Cortisone: The End of an Era
Cortisone, a therapeutic drug used to fight ailments ranging from asthma to arthritis, is produced by the adrenal gland and influences the functioning of most of the body’s systems. Throughout the 20th century, it was the athlete’s best friend. But in orthopaedics today, cortisone use has a significant downside.
Since the discovery of cortisone’s antirheumatic properties in 1948—followed soon after by its synthetic commercial production—the drug has been injected into every variety of swollen joint, inflamed tendon, sore back, and aching body. The anti-inflammatory nature of the drug soothed pain, reduced swelling, and permitted the athlete to further injure themselves time and time again.
We now know that a cortisone injection interferes with the body’s natural healing process, which works like this: When tissues are overused, overstretched, or torn, the cells of those tissues release factors that recruit blood vessels, stem cells, and other healing factors. With that inrush of fluids, the tissue temporarily swells. Over time, with the laying down of new collagen (the protein that makes up most of our body) the injured tissue heals. Some tissues heal normally; others heal with scar tissue that can often remodel into normal tissue over time.
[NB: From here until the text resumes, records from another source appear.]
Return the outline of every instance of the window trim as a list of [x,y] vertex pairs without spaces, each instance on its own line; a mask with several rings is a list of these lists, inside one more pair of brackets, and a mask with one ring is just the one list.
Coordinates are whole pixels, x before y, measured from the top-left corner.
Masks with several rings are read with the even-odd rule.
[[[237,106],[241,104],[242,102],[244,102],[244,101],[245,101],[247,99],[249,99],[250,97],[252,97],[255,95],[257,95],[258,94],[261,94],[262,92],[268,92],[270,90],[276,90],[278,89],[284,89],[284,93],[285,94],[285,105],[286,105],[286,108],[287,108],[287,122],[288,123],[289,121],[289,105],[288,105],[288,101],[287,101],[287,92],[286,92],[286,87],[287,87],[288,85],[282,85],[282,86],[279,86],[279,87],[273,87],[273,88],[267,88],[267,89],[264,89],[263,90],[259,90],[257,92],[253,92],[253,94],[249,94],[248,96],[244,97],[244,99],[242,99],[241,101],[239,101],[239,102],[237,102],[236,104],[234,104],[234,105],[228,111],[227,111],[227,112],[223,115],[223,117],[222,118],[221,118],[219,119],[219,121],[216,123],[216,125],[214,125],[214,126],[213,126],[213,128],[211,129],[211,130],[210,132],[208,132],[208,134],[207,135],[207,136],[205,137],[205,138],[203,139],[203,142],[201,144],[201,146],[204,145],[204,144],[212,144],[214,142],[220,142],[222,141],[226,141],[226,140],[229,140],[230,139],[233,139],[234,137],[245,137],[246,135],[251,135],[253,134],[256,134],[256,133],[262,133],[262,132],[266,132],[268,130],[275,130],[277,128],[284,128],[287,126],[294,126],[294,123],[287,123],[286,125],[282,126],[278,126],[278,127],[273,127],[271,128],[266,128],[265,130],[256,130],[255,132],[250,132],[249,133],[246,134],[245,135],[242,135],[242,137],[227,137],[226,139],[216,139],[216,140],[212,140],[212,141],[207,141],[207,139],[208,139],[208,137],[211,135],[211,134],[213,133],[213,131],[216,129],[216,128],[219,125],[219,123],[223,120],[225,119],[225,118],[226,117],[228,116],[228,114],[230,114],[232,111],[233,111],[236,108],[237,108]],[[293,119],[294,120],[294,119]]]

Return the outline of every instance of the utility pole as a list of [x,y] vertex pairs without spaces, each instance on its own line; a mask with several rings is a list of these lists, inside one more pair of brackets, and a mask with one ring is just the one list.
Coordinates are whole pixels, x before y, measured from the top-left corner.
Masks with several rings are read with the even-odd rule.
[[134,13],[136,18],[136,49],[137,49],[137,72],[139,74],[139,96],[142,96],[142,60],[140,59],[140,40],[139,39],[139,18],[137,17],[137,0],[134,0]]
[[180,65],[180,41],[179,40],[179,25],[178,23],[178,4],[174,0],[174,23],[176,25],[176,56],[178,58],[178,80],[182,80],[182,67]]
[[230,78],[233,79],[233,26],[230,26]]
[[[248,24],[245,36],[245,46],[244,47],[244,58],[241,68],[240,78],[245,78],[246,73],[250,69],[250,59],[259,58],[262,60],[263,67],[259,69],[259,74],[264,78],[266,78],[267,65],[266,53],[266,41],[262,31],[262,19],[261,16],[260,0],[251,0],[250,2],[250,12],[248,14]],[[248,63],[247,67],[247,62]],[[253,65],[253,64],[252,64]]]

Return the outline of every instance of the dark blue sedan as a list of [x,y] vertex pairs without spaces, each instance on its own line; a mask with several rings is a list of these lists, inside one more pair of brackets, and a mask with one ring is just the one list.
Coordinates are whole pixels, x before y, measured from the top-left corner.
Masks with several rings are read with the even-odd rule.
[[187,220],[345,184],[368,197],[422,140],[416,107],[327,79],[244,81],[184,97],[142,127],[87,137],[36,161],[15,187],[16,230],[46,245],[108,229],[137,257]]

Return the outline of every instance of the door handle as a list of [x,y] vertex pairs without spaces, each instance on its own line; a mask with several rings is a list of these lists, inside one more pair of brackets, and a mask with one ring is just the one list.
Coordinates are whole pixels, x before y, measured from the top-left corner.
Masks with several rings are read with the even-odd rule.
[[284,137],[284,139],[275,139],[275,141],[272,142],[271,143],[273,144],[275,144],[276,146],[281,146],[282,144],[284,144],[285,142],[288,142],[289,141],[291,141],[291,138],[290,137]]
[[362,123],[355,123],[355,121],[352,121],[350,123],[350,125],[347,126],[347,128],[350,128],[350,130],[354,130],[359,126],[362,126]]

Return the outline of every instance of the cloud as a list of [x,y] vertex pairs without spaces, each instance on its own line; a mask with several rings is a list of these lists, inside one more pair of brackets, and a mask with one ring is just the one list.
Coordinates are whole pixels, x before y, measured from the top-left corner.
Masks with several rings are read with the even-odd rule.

Cortisone shuts down this cellular recruitment process in part by shutting down cellular metabolism. It reduces swelling but also, unfortunately, inhibits healing. The result is that the damaged tissues stay in the weakened state for a longer period of time, sometimes exposing the athlete to repeat injury or permanent damage. This panacea drug has always had this hidden, harmful risk. If used too often, or in the wrong place—such as the Achilles tendon—the tissues can completely rupture and never return to their full, uninjured state.
Tendonitis is a great example. It often starts at the elbow, after a hard golf or tennis shot. Micro or macro tears of the collagen fibers initially start to heal but for unknown reasons stop the process and over time become chronically degenerated. This dead tissue releases enzymes that cause pain. Cortisone sometimes helps, but it does nothing to repair the injury. In fact, it often weakens it further.
Fortunately, the cortisone era is ending. We now realize that the best response to tissue injury is to stimulate stronger healing. This is achieved by feeding the cells that are trying to repair the injury and by recruiting more progenitor or stem cells to guide the complex healing process. This tissue stimulation relies on a combination of careful, early tissue mobilizations. It is often performed by expert physical therapists, with early joint and tissue-controlled exercises that stimulate repair rather than irritate the injury. We also use direct application of growth factors and sometimes stem cells. Needling and occasional surgery are necessary to induce a big enough healing response.
Since we now better understand the injury-healing cycle and have the tools to boost the system, we almost always use stimulation factors first. Hopefully, this will relegate the cortisone strategy of shutting down the body’s natural healing process to the twentieth century.